In its portfolio, Kotak Multicap has been lifting weights to financials in the past year. It has opted for stocks outside of banks; the fund has in fact marginally dropped weight to banks. In IndusInd Bank, for example, the fund booked some profits. It exited Federal Bank. Instead, the fund added to insurance companies and NBFCs such as HDFC Standard Life, ICICI Lombard General Insurance, Bajaj Finance, and so on. This holds potential because, for one, financial stocks outside of banks are a play on the growing finance sector and do not have to deal with the stresses that banks currently face. Further, these stocks are also a play on the consumption theme and can thus hold up well. The fund also still holds evergreen retail bank stocks such as HDFC Bank.
Kotak Multicap’s other sector weights tend towards the cyclical side. Even here, the fund has stuck to quality stocks that can grow or are already showing good market performance. For example, in energy where it is overweight compared to the index, it holds outperformer Reliance Industries as well as the more beaten down Petronet LNG. It moved out of severe underperformer HPCL, which faces the fallout of rising crude oil prices.
Similarly, the fund has picked up steel stocks which are seeing a growth recovery, infrastructure player Larsen & Toubro, capital goods & engineering companies such as Bharat Electronics and AIA Engineering. These sectors can pick up later as the rally gets more broad-based and stocks reflect economic growth.
What can also shore up returns in the near term is the fund’s select consumer and IT picks. While the fund is still underweight on these sectors and has also only just added to IT, stocks can still support returns as the market rewards defensives and stocks with earnings visibility. For example, the fund holds – and has slightly lifted weights to – strong performers such as Britannia, Bata India, Godrej Consumer Products, and Hindustan Unilever.
Kotak Multicap’s returns have been picking up in recent times, going by very short-term returns where the fund has moved above the Nifty 500 TRI and is on par with the Nifty 200 TRI. The Nifty 200 TRI is the fund’s actual benchmark while the Nifty 500 TRI is a broader benchmark for multicap funds. The margin by which 1-year returns of Kotak Multicap trails the Nifty 200 TRI and Nifty 500 TRI is also narrowing.

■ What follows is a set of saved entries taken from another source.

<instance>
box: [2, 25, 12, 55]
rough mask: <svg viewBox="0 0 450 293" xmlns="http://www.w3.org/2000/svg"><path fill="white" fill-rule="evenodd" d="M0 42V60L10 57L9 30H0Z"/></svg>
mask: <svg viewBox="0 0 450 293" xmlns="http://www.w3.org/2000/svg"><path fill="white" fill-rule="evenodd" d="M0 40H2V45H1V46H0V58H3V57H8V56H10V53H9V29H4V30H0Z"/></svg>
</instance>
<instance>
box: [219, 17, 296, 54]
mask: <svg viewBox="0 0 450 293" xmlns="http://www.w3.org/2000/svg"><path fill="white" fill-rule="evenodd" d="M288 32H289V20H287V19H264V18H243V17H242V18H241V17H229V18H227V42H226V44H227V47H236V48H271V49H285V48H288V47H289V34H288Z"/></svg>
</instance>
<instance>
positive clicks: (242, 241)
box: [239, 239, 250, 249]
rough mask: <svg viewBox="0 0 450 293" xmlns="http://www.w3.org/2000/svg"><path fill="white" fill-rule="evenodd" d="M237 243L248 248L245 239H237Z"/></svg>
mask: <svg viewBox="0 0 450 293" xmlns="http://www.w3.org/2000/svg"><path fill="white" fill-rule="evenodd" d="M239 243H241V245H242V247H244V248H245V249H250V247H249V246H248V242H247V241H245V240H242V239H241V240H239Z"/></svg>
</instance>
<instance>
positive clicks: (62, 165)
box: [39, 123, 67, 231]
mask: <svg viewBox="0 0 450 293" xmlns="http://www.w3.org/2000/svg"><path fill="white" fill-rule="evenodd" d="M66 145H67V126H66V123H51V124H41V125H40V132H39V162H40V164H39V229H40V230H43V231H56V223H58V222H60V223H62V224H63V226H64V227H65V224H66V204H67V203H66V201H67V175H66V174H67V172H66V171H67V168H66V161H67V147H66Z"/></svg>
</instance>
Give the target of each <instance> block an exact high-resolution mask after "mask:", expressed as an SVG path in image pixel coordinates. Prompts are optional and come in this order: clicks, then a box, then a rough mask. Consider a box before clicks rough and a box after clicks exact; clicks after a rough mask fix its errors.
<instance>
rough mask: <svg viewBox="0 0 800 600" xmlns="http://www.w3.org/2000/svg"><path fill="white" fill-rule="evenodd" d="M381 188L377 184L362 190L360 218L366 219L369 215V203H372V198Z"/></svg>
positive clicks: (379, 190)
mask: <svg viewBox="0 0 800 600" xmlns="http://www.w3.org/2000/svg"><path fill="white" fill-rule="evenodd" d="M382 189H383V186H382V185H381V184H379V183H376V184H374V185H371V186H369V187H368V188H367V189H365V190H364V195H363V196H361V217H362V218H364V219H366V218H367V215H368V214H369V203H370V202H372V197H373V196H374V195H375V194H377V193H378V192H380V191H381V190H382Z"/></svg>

In the longer 3-year and 5-year period, Kotak Multicap holds well above the two indices. The fund also remains above peer average, considering all funds that can invest across market capitalisations (i.e., including large & midcap, value categories etc.).
Suitability
Kotak Multicap, though having the flexibility to move across market capitalisations, maintains a large-cap bias to its portfolio. Large-caps have held around 70-75% over the past few years with the rest in mid-caps and small-caps. The measured mid-cap exposure can help the fund deliver higher returns than pure large-cap funds without taking excessive risk.
Over the long term, the fund is able to beat the Nifty 200 TRI and the Nifty 500 TRI all the time on a rolling 3-year return for 5 years. The average of this outperformance is high at around 5 percentage points. The average 1-year outperformance margin over a 3-year period is similarly high at around 4 percentage points. The fund contains downsides well and is above average on this metric compared to peers, using the capture and Sortino ratios. The fund is also above average on risk-adjusted returns.
Kotak Multicap suits moderate and high-risk investors with a long-term perspective. The fund is also good for investors’ core portfolios. The fund has an AUM of Rs 21,271 crore. It is managed by Harsha Upadhyaya.
FundsIndia’s Research team has, to the best of its ability, taken into account various factors – both quantitative measures and qualitative assessments, in an unbiased manner, while choosing the fund(s) mentioned above. However, they carry unknown risks and uncertainties linked to broad markets, as well as analysts’ expectations about future events.